Officers of Turkmenistan's secret police, the National Security Committee (NSC), have ordered children of Baptist parents to be taken from their school classes and interrogated about "internal church life and their Christian education in their families", complains the Baptist church in the city of Balkanabad (formerly Nebit-Dag) in western Turkmenistan. "They banned the children from attending services and threatened several of them (who were older) with prison," a 3 April statement from the church reaching Forum 18 News Service reports. The church has been raided several times recently and has been banned from meeting.Although Forum 18 was unable to verify the reports of the questions and raids independently, statements issued by the unregistered Baptists have a long track record of reliability. Forum 18 was unable to reach the NSC or the police in Balkanabad on 11 April to find out why the Baptists are being threatened for attending unregistered services, which are not technically illegal in Turkmenistan. No-one at the government's Gengeshi (Committee) for Religious Affairs in the capital Ashgabad would comment on the raids and interrogations to Forum 18 on 11 April.
The church reports that the interrogation of the children was carried out by police officers, who wanted to know how many copies of the Bible their families had at home and what other religious literature they had. The church complains that the interrogations took place without the parents' knowledge and in their absence. They add that in addition several church members were summoned to the police. "There they were banned with threats from attending services."
The interrogations followed a raid by eight NSC, police and procuracy officials on the church's Sunday morning worship service on 16 March (see F18News 21 March 2003). The Baptist congregation belongs to the International Council of Churches of Evangelical Christians/Baptists, which rejects registration on principle in all the former Soviet republics where it operates.

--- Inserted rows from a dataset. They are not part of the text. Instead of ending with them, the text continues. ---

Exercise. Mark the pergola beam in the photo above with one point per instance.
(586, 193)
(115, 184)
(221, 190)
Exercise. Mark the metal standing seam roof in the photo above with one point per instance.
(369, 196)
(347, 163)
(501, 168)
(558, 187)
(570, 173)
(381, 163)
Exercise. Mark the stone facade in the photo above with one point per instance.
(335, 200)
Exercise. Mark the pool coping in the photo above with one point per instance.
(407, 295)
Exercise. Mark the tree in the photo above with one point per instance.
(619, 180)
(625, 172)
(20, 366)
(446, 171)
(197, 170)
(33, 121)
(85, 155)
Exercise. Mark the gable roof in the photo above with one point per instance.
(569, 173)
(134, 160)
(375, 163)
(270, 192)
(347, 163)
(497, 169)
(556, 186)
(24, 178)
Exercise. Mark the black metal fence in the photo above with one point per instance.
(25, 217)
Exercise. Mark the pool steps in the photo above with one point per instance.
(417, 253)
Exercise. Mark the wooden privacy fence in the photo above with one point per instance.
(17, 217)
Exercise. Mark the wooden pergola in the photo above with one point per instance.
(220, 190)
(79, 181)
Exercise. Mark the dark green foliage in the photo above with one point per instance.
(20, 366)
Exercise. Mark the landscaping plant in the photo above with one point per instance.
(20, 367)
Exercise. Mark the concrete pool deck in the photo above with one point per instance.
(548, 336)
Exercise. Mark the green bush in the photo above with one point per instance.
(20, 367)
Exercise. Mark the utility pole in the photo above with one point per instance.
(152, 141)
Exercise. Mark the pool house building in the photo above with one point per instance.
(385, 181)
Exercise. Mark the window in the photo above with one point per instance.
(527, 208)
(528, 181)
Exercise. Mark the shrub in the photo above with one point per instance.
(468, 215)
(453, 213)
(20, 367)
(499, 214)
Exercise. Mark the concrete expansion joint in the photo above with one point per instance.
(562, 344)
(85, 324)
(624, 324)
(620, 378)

Even had its congregations wished to register in Turkmenistan that would have been impossible: the highly restrictive religion law requires each individual religious community seeking registration to have 500 adult citizen members who live in one district of a city or one rural district. In addition, there is an unpublished ban on registering congregations of any faiths other than Sunni Muslim and Russian Orthodox.
Raids on the church have continued. Six officials swooped on an evening service held by the church in a private flat on 1 April. "None of them gave their names, but among them was local police inspector Govher Kurbanova," the church reported. "They again banned them from meeting and threatened to confiscate from the owner the flat where we meet for worship."